Haggo: Looking for the sacred in everyday life

Toni Hamel exhibit ‘The lingering’ on now at Grimsby Public Art Gallery

WHATSON Nov 21, 2015 by Regina Haggo Hamilton Spectator

Can banality inspire beauty? Indeed it can. Toni Hamel, an award-winning multimedia artist, takes her creative cue from domestic life and turns its dullness and repetitiveness into art.

Her creations are on show in The lingering, a striking exhibition at Grimsby’s Public Art Gallery. The exhibition, organized and circulated by the Robert McLaughlin Art Gallery, comprises mixed-media sculptures and drawings.

Hamel was born and raised in Italy. Having observed women’s lives in southern Italy and now in Canada, she casts a passionate and dispassionate eye on women’s roles in both cultures.

Her art helps her to reconcile her roles of wife, mother, artist and immigrant. At the same time, she reaches out to all women, inspired by what she calls the “struggles of womanhood” such as self-acceptance and identity.

In “Our Daily Bread,” Hamel ennobles the women who perform domestic chores. The title is a phrase snatched from a familiar Christian prayer and encourages us to consider the sacred and ritual qualities of women’s work.

There are three women. In ancient Mediterranean societies, important goddesses came in threes. These women, however, look ordinary and decidedly old-fashioned. But being old-fashioned is a traditional feminine virtue.

Hamel exploits her materials with great aplomb. The heads and shoulders of the women are conceived as two-dimensional black and white images on a big canvas hanging on the gallery wall. Their hands, fashioned from plaster, are three-dimensional. Two belong to the woman in the centre who begins to cut into the long loaf of bread. Her companions hold the loaf with one hand each.

The loaf symbolizes food and nourishment. It sits on a table covered with a white cloth which makes it look both domestic and altar-like. The cloth is in fact part of the canvas on the wall, so all the disparate elements are visually united.

If you can’t see the sacred in domestic life, you can always flee from it. “The Exodus” offers a dramatic flight to freedom.

Hamel made 1,200 origami-styled paper cranes and joined them with almost invisible nylon filament. Four strands of birds fly out of four cages that resemble simplified pentagonal house shapes. Houses and cages are human constructs. The tangled twigs and branches they fly toward are more natural shelters.

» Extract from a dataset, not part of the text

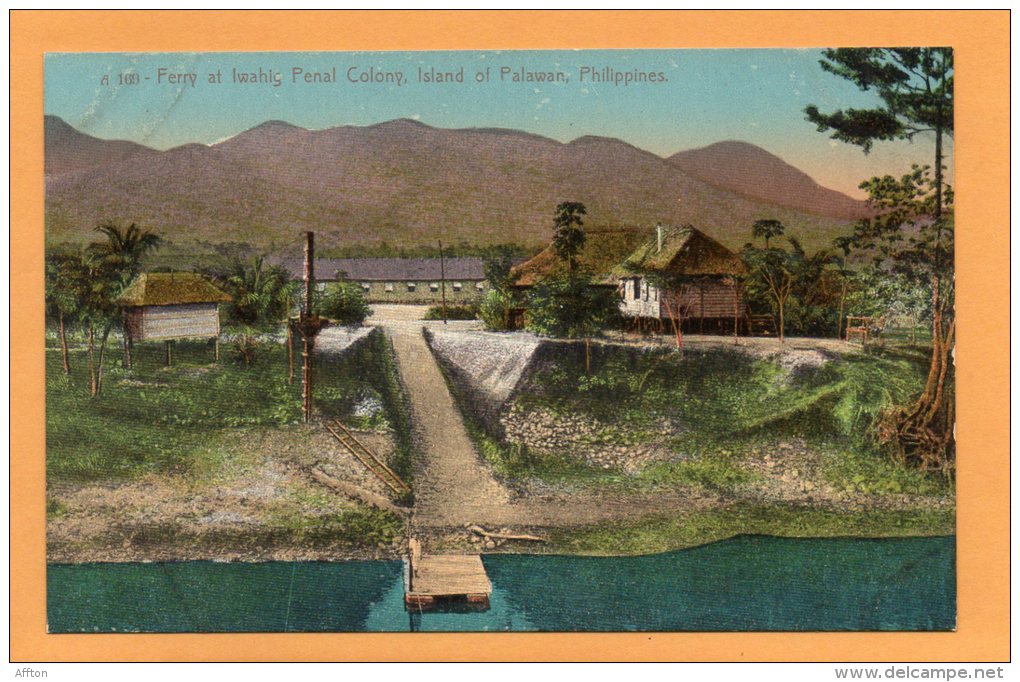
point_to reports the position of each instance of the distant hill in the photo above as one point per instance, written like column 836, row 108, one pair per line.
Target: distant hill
column 68, row 150
column 752, row 171
column 401, row 182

Hamel’s series of drawings, packed with satire and irony, feature people engaged in mundane tasks. “The Lesson” depicts a mother guiding a girl who moves ahead on little wheels instead of legs. The mother holds red thread — real, not drawn — which is wound around the child’s wrists. In artistic tradition, red is the colour of life.

A soundtrack complements the exhibition. It includes someone playing the piano, a woman’s voice, laughter, crying and the sounds of birds. It has the feel of a fragment of memory, repeated but never fully recalled.